3. Rejuvenate your organization yesteryear replacing instances

If you lot follow the kickoff 2 principles, you lot tin (and should) rejuvenate your organization yesteryear periodically replacing onetime instances amongst novel server instances transparently. This ensures that whatsoever potential degradation (software retention leaks, resources leaks, hardware degradation, filesystem fragmentation, etc.) does non adversely deport upon your organization every bit a whole.

4. Use georeplication to orbit disaster tolerance

Amazon Web Services are available inward 8 geographic "regions". Regions consist of i or to a greater extent than Availability Zones (AZ), are geographically dispersed, in addition to are inward dissever geographic areas or countries. The Amazon EC2 service degree understanding commitment is 99.95% availability for each Amazon EC2 Region.
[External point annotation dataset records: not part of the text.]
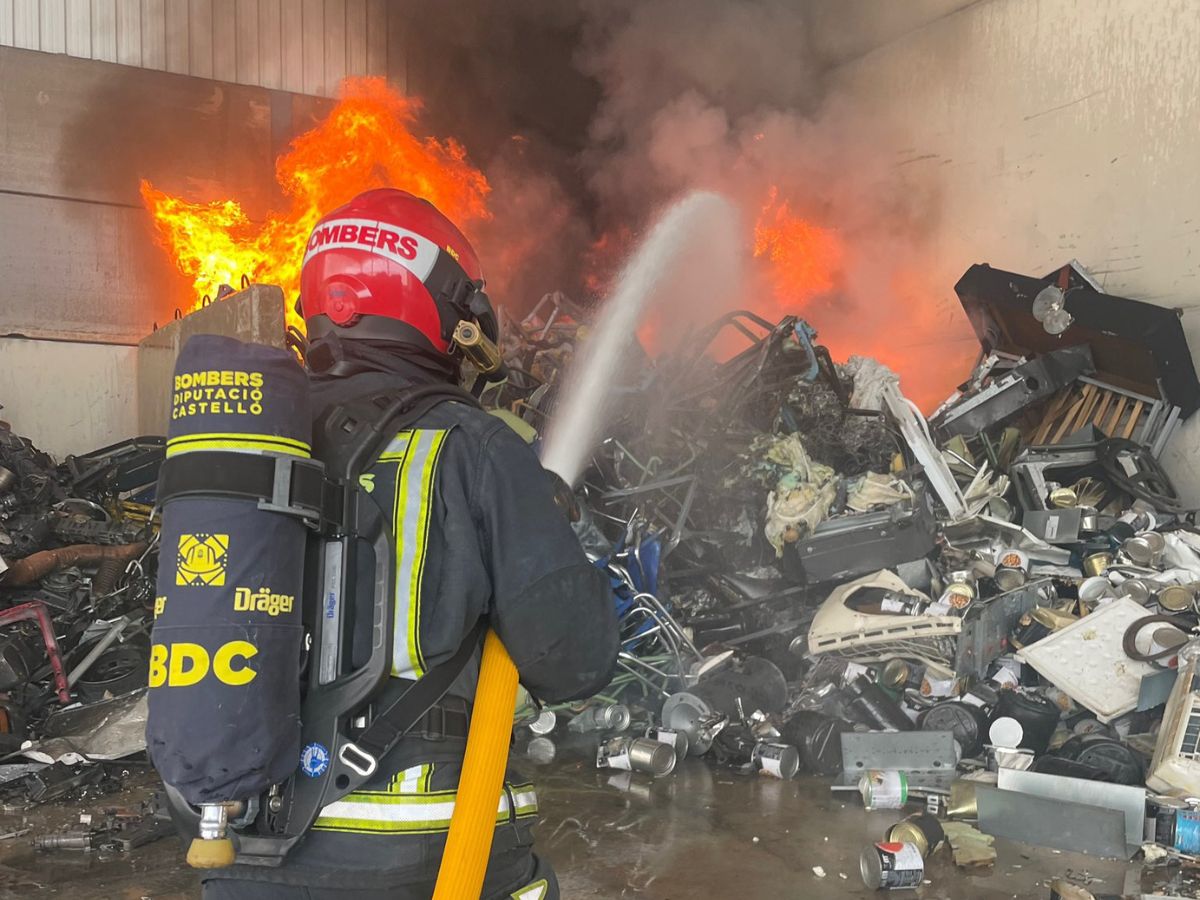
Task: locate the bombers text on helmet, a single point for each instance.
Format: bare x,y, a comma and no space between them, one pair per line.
388,265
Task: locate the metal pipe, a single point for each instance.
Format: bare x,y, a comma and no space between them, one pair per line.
102,645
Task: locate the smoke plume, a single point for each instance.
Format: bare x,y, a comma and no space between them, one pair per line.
669,96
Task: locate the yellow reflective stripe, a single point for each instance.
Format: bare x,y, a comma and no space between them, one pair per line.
537,891
406,781
411,814
396,448
226,441
414,504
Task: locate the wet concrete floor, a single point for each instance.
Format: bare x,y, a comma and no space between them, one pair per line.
702,832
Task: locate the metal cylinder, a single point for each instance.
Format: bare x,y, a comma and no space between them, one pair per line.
1097,563
541,750
609,717
637,755
1145,549
1012,569
1176,598
922,829
781,761
1095,589
474,345
671,737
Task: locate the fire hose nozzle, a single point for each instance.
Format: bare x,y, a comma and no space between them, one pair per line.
483,353
213,849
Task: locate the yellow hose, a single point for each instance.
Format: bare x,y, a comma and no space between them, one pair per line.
473,823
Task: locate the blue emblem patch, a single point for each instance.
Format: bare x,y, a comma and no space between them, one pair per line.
315,760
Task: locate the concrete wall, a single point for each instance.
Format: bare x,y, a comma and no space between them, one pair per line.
1053,130
69,397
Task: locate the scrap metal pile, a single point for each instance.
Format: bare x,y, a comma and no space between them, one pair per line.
77,577
813,576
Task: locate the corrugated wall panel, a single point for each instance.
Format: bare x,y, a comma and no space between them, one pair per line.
179,52
103,30
199,37
25,24
312,30
79,29
355,37
293,46
301,46
249,71
6,23
154,34
335,43
129,33
270,49
225,40
53,33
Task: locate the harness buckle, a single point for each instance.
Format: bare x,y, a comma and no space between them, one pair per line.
365,765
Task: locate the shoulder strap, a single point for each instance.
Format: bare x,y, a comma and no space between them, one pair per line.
349,436
390,724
But inward guild to orbit the same availability inward your application, you lot should deploy your application over multiple availability zones, for instance yesteryear maintaining a fail-over site inward to a greater extent than or less other AZ every bit inward the figure.

5. Leverage other Amazon Web Services every bit fault-tolerant edifice blocks

Amazon Web Services offers a seat out of other services (Amazon Simple Queue Service, Amazon Simple Storage Service, Amazon SimpleDB, in addition to Amazon Relational Database Service.) that tin live incorporated into your application development. These services are fault-tolerant, thence yesteryear using them, you lot volition live increasing the mistake tolerance of your ain applications.

Let's receive got the Amazon Simple Queue Service (SQS) example. SQS is a highly reliable distributed messaging organization that tin serve every bit the backbone of your fault-tolerant application. Once a message has been pulled yesteryear an instance from an SQS queue, it becomes invisible to other instances (consumers) for a configurable fourth dimension interval known every bit a visibility timeout. After the consumer has processed the message, it must delete the message from the queue. If the fourth dimension interval specified yesteryear the visibility timeout has passed, but the message isn't deleted, it is in i trial once again visible inward the queue in addition to to a greater extent than or less other consumer volition live able to describe in addition to procedure it. This two-phase model ensures that no queue items are lost if the consuming application fails piece it is processing a message. Even inward an extreme instance where all of the worker processes receive got failed, Amazon SQS volition merely shop the messages for upwards to 4 days.

Conclusions:

chaos monkey tool to constantly in addition to unpredictably kill to a greater extent than or less of its service instances inward an try to enforce that their services are built inward a fault-tolerant in addition to resilient fashion in addition to expose in addition to resolve hidden problems amongst their services.

OK, subsequently reading this, you lot tin say that at to a greater extent than or less degree the cloud computing fault-tolerance is boring: the prescribed mistake correction activeness is to exactly supersede the failed instance amongst a novel instance. And if you lot say this, this volition brand the AWS folks happy, because this is the destination that they essay to attain. They desire to brand faults uninteresting, in addition to automatically dealt with. Unfortunately, non all faults tin live isolated at the instance level, the existent the world isn't that simple. There are many unlike types of faults, such every bit misconfigurations, unanticipated faults, application-level heisenbugs, in addition to bohrbugs, that won't agree into this mold. I recollect to investigate these remaining nontrivial types of faults, in addition to how to bargain amongst them. I am especially interested inward exploring what purpose tin self-stabilization play here. Another point, that didn't acquire coverage inward this whitepaper is virtually how to reveal faults in addition to unhealthy instances. I would live interested to acquire what techniques are employed inward exercise yesteryear AWS applications for this.